AWS Glue

2020/07/27 - 1 new 4 updated api methods

Changes   Add ability to manually resume workflows in AWS Glue providing customers further control over the orchestration of ETL workloads.

2020/07/07 - 1 new 19 updated api methods

Changes   AWS Glue Data Catalog supports cross account sharing of tables through AWS Lake Formation

2020/06/25 - 6 new api methods

Changes   This release adds new APIs to support column level statistics in AWS Glue Data Catalog

2020/06/12 - 5 updated api methods

Changes   You can now choose to crawl the entire table or just a sample of records in DynamoDB when using AWS Glue crawlers. Additionally, you can also specify a scanning rate for crawling DynamoDB tables.

2020/06/03 - 2 updated api methods

Changes   Adding databaseName in the response for GetUserDefinedFunctions() API.

2020/05/15 - 1 new 9 updated api methods

Changes   Starting today, you can stop the execution of Glue workflows that are running. AWS Glue workflows are directed acyclic graphs (DAGs) of Glue triggers, crawlers and jobs. Using a workflow, you can design a complex multi-job extract, transform, and load (ETL) activity that AWS Glue can execute and track as single entity.

2020/04/20 - 4 updated api methods

Changes   Added a new ConnectionType "KAFKA" and a ConnectionProperty "KAFKA_BOOTSTRAP_SERVERS" to support Kafka connection.

2020/03/31 - 4 updated api methods

Changes   Add two enums for MongoDB connection: Added "CONNECTION_URL" to "ConnectionPropertyKey" and added "MONGODB" to "ConnectionType"

2020/02/28 - 1 new 1 updated api methods

Changes   AWS Glue adds resource tagging support for Machine Learning Transforms and adds a new API, ListMLTransforms to support tag filtering. With this feature, customers can use tags in AWS Glue to organize and control access to Machine Learning Transforms.

2020/02/12 - 5 updated api methods

Changes   Adding ability to add arguments that cannot be overridden to AWS Glue jobs

2019/11/21 - 4 updated api methods

Changes   This release adds support for Glue 1.0 compatible ML Transforms.

2019/09/19 - 4 updated api methods

Changes   AWS Glue DevEndpoints now supports GlueVersion, enabling you to choose Apache Spark 2.4.3 (in addition to Apache Spark 2.2.1). In addition to supporting the latest version of Spark, you will also have the ability to choose between Python 2 and Python 3.

2019/08/08 - 13 new 16 updated api methods

Changes   You can now use AWS Glue to find matching records across dataset even without identifiers to join on by using the new FindMatches ML Transform. Find related products, places, suppliers, customers, and more by teaching a custom machine learning transformation that you can use to identify matching matching records as part of your analysis, data cleaning, or master data management project by adding the FindMatches transformation to your Glue ETL Jobs.
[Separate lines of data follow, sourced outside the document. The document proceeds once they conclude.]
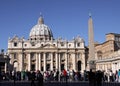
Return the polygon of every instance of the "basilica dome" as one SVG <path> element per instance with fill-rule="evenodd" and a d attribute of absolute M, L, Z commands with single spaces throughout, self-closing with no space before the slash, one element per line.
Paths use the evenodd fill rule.
<path fill-rule="evenodd" d="M 51 29 L 44 24 L 44 19 L 41 16 L 38 19 L 38 24 L 33 26 L 29 34 L 30 40 L 52 40 L 53 34 Z"/>

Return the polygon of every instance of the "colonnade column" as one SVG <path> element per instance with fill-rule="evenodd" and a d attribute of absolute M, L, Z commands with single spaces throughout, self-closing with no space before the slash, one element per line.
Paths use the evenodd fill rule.
<path fill-rule="evenodd" d="M 58 54 L 58 63 L 59 63 L 59 72 L 61 72 L 61 58 L 60 58 L 60 53 Z"/>
<path fill-rule="evenodd" d="M 53 71 L 53 53 L 51 53 L 51 68 L 50 69 Z"/>
<path fill-rule="evenodd" d="M 75 70 L 76 71 L 76 55 L 75 55 L 75 53 L 73 53 L 73 58 L 72 58 L 72 60 L 73 60 L 73 70 Z"/>
<path fill-rule="evenodd" d="M 81 62 L 81 70 L 84 72 L 85 68 L 85 53 L 82 53 L 82 62 Z"/>
<path fill-rule="evenodd" d="M 65 69 L 68 70 L 68 55 L 65 53 Z"/>
<path fill-rule="evenodd" d="M 30 57 L 30 53 L 28 53 L 28 71 L 31 70 L 31 57 Z"/>
<path fill-rule="evenodd" d="M 39 68 L 39 60 L 38 60 L 38 53 L 36 53 L 36 70 Z"/>
<path fill-rule="evenodd" d="M 46 53 L 43 53 L 44 58 L 44 71 L 46 71 Z"/>
<path fill-rule="evenodd" d="M 39 53 L 39 70 L 41 71 L 41 54 Z"/>
<path fill-rule="evenodd" d="M 7 71 L 7 63 L 5 62 L 5 73 L 6 73 L 6 71 Z"/>
<path fill-rule="evenodd" d="M 55 59 L 56 59 L 56 69 L 58 70 L 58 53 L 55 53 Z"/>
<path fill-rule="evenodd" d="M 19 65 L 19 67 L 20 67 L 20 71 L 22 71 L 23 70 L 23 53 L 20 53 L 19 54 L 19 57 L 21 58 L 21 61 L 20 61 L 20 65 Z"/>

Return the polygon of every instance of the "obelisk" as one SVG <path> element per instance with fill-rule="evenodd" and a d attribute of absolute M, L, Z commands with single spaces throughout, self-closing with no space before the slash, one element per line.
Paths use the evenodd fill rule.
<path fill-rule="evenodd" d="M 88 57 L 88 66 L 89 69 L 95 70 L 95 47 L 94 47 L 94 31 L 93 31 L 93 21 L 91 13 L 89 13 L 88 19 L 88 34 L 89 34 L 89 57 Z"/>

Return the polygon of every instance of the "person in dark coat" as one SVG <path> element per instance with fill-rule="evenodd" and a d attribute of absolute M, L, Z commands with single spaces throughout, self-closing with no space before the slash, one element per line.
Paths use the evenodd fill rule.
<path fill-rule="evenodd" d="M 37 71 L 37 81 L 38 81 L 38 86 L 43 86 L 43 75 L 41 72 L 38 70 Z"/>
<path fill-rule="evenodd" d="M 95 86 L 96 81 L 95 81 L 95 72 L 90 69 L 90 72 L 88 73 L 88 78 L 89 78 L 89 86 Z"/>
<path fill-rule="evenodd" d="M 35 72 L 34 71 L 32 71 L 31 72 L 31 75 L 30 75 L 30 79 L 31 79 L 31 86 L 36 86 L 35 85 Z"/>
<path fill-rule="evenodd" d="M 102 86 L 103 73 L 99 70 L 96 72 L 97 86 Z"/>

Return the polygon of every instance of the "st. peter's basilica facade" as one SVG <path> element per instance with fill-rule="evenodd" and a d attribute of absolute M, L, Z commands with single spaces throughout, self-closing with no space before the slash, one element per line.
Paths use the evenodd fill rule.
<path fill-rule="evenodd" d="M 42 16 L 30 31 L 29 39 L 14 36 L 8 40 L 10 64 L 15 71 L 59 71 L 86 69 L 84 40 L 77 36 L 71 41 L 54 39 Z"/>

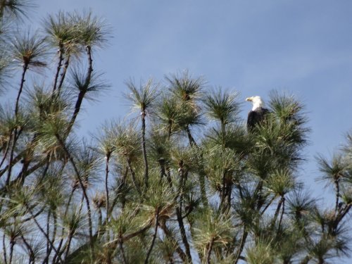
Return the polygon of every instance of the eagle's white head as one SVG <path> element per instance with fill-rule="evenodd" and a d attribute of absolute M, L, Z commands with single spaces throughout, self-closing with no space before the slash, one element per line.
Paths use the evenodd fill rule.
<path fill-rule="evenodd" d="M 262 101 L 260 96 L 258 96 L 258 95 L 255 96 L 247 97 L 246 98 L 246 101 L 252 102 L 252 111 L 255 111 L 256 108 L 258 108 L 260 107 L 264 107 L 264 102 Z"/>

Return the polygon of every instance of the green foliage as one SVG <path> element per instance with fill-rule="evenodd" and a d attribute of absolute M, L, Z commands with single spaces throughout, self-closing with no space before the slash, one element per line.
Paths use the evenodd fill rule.
<path fill-rule="evenodd" d="M 268 116 L 248 132 L 237 92 L 207 89 L 187 71 L 158 84 L 130 80 L 125 94 L 141 118 L 106 121 L 81 139 L 82 102 L 108 86 L 92 58 L 108 28 L 91 13 L 58 12 L 44 34 L 13 37 L 20 30 L 6 23 L 28 3 L 0 1 L 0 85 L 20 80 L 17 98 L 0 106 L 0 262 L 304 264 L 348 255 L 351 134 L 331 159 L 317 158 L 332 206 L 301 182 L 309 129 L 292 95 L 272 92 Z M 34 73 L 36 83 L 27 78 Z"/>

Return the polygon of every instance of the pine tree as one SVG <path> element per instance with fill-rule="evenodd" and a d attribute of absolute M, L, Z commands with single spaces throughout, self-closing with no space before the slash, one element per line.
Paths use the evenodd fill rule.
<path fill-rule="evenodd" d="M 1 27 L 25 19 L 29 7 L 1 1 Z M 59 12 L 43 33 L 18 37 L 13 25 L 0 32 L 1 91 L 20 84 L 0 107 L 1 263 L 303 264 L 348 256 L 351 134 L 331 161 L 317 157 L 332 206 L 319 205 L 299 177 L 304 106 L 277 92 L 268 118 L 248 132 L 238 94 L 208 89 L 203 77 L 131 80 L 135 118 L 106 121 L 87 143 L 75 124 L 82 103 L 108 87 L 93 61 L 108 38 L 103 20 Z M 49 87 L 25 82 L 47 73 Z"/>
If your problem is more along the lines of deduplication, you can use the FindMatches in much the same way to identify customers who have signed up more than ones, products that have accidentally been added to your product catalog more than once, and so forth. Using the FindMatches MLTransform, you can teach a Transform your definition of a duplicate through examples, and it will use machine learning to identify other potential duplicates in your dataset. As with data integration, you can then use your new Transform in your deduplication projects by adding the FindMatches transformation to your Glue ETL Jobs. This release also contains additional APIs that support AWS Lake Formation.

2019/07/26 - 2 new 1 updated api methods

Changes   This release provides GetJobBookmark and GetJobBookmarks APIs. These APIs enable users to look at specific versions or all versions of the JobBookmark for a specific job. This release also enables resetting the job bookmark to a specific run via an enhancement of the ResetJobBookmark API.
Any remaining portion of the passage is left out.